More accurately a
value which represents the relative (relative to other people the same age as the subject) ability to do IQ tests.
The values of what someone's mental age should be were never, at least on the Stanford-Binet scale, tested against a real average - thus after World War I there were reports that the mean mental age of US 21 year olds was 13. This was reported in the news as if it showed something wrong with the 21 year olds, when it showed something very wrong with the tests - by their own definition the mean mental age of 21 year olds was 21.
IQ tests were developed by eugenicists with their own racial theories, and skewed, albeit probably unconsciously, towards people of their own class, gender and race, so white, middle-class, Protestant American males still get the highest scores, because much of the test is culturally specific. This would not be a problem were it not that the Stanford-Binet test is the standard against which the others are measured.
The whole notion of an IQ test is fundamentally flawed - 'Intelligence' is defined as 'what this test measures' and then in classic circular reasoning this is used as a proof that the test measures intelligence.
Is Sharon Stone (a member of Mensa) really more intelligent than Richard P. Feynman (IQ measured at 125)?
(some information taken from Stephen Jay Gould's The Mismeasure Of Man
This was updated on 6 March 04 in response to a reply that was nuked even before I'd finished the update. The following is an expansion of my original points, in response to a w/u by a newbie who shall remain nameless
The body mass index is different because it measures something that can be objectively pointed to in the physical world - the relation of body mass to height and build. It is not measuring an undefined, indefinable abstract, but distinct, objectively existing physical properties of an object (in this case, the human body).

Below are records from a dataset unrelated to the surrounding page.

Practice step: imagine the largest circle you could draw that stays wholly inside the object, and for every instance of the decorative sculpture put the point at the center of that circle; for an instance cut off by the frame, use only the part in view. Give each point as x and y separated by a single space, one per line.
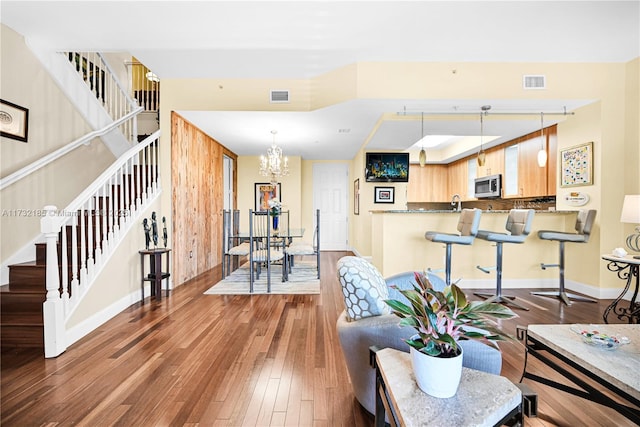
164 231
147 230
154 228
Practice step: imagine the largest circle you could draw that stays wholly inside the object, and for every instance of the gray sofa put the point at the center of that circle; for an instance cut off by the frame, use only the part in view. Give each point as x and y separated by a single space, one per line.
367 321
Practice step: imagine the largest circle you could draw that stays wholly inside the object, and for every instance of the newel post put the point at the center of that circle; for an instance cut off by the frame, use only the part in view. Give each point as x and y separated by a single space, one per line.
52 308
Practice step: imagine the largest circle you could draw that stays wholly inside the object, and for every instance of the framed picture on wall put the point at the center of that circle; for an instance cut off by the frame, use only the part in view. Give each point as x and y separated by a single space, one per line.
356 197
14 121
384 194
263 193
576 165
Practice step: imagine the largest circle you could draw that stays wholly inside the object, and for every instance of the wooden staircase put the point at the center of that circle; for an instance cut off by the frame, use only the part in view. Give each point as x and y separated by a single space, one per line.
21 318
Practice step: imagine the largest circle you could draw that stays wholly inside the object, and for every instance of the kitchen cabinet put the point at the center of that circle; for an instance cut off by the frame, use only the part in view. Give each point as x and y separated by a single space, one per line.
458 181
427 184
494 163
523 177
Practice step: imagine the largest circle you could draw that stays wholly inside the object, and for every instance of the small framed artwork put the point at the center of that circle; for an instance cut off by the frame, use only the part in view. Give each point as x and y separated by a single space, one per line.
356 197
263 193
384 194
576 165
14 121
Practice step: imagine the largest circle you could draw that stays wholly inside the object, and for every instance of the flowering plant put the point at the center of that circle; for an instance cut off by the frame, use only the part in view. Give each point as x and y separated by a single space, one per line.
274 206
442 318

Almost any test taken by human beings will provide a normally distributed set of results - that's why it's called a 'normal distribution' , because it is what we would expect any distribution of a random variable to look like. If I were to create a test which tested people's knowledge of the Beach Boys, and test a large enough sample of the population, the result would be a normal curve. Does that mean I'm more intelligent than you because I know Brian Wilson's middle name and the name of Al Jardine's first wife (after all, it must measure intelligence - it's normally distributed!) ? Or does it mean that on any test some people will do well, and some will fail?
If a high IQ is a measure of intelligence, as you claim, then why do you not back up your claim to be in the top 0.000001% of the population with some of the amazingly intelligent things you've done? After all, given that that would mean that you are one of the 60 most intelligent people in the world, you should surely have at least revolutionised physics, cured cancer, discovered some revolutionary new mathematical proof, or at the very least read Everything University and learned how to format text and add links before posting.

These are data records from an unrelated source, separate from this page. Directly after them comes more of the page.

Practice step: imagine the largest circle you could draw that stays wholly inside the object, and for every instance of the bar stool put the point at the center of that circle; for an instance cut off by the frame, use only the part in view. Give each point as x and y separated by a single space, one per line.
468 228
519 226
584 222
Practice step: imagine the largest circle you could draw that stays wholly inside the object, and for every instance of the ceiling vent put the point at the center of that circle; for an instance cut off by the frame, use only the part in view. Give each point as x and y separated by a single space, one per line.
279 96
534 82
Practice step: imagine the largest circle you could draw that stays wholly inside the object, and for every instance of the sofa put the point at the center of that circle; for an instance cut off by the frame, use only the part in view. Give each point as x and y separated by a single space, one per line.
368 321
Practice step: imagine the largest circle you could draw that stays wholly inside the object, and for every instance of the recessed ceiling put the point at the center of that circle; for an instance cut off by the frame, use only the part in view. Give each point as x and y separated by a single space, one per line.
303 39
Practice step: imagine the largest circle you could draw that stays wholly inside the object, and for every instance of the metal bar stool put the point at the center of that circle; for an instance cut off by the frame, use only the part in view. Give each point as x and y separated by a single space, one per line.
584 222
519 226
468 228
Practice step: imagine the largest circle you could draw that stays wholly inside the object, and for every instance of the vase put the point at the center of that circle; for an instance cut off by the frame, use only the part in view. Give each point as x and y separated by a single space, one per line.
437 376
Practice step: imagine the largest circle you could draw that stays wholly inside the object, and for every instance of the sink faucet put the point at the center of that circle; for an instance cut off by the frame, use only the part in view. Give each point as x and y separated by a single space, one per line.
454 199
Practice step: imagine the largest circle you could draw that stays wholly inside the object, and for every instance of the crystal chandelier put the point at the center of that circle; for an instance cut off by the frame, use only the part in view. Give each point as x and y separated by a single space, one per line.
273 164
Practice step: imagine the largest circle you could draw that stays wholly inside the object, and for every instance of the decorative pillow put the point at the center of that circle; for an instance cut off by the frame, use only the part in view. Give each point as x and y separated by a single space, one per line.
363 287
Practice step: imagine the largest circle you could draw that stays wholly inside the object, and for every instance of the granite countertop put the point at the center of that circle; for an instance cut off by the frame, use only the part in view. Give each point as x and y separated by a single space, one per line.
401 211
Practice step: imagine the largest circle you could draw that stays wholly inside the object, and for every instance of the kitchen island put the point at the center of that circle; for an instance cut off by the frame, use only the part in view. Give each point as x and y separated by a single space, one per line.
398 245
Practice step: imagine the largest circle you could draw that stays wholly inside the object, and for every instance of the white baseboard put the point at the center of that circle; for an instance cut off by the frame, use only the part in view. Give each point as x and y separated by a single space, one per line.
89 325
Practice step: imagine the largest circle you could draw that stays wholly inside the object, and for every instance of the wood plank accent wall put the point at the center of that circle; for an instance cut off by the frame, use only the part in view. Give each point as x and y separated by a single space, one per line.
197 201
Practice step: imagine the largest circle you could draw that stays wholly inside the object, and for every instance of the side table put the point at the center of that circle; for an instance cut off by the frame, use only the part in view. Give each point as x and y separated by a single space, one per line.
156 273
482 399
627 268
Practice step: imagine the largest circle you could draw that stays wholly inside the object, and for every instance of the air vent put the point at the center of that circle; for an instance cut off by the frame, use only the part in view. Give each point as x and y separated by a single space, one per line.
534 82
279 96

Or could it be that you have never done any of these things, and like the majority of people I know who brag about their IQs are a social failure who desperately wants to feel superior to those around him (they're always a 'him') and latches on to the ability to complete a meaningless test as a proof of superiority (see 99% of Mensa members for details of this).
For the record, my own IQ tests at between 170 and 200, depending on factors such as tiredness, which particular version of the test I'm taking and so on, with a median of around 185. It's not through jealousy that I don't accept IQ test results - I would be very happy if despite the massive evidence to the contrary I was vastly more intelligent than the general populace - but because they are simply bad pseudo-science, (and not even the fun kind James Randi gets angry about), and because this pseudo-science actually leads to people's lives getting damaged.
Oh, and if I say I've read a book, I've read the book.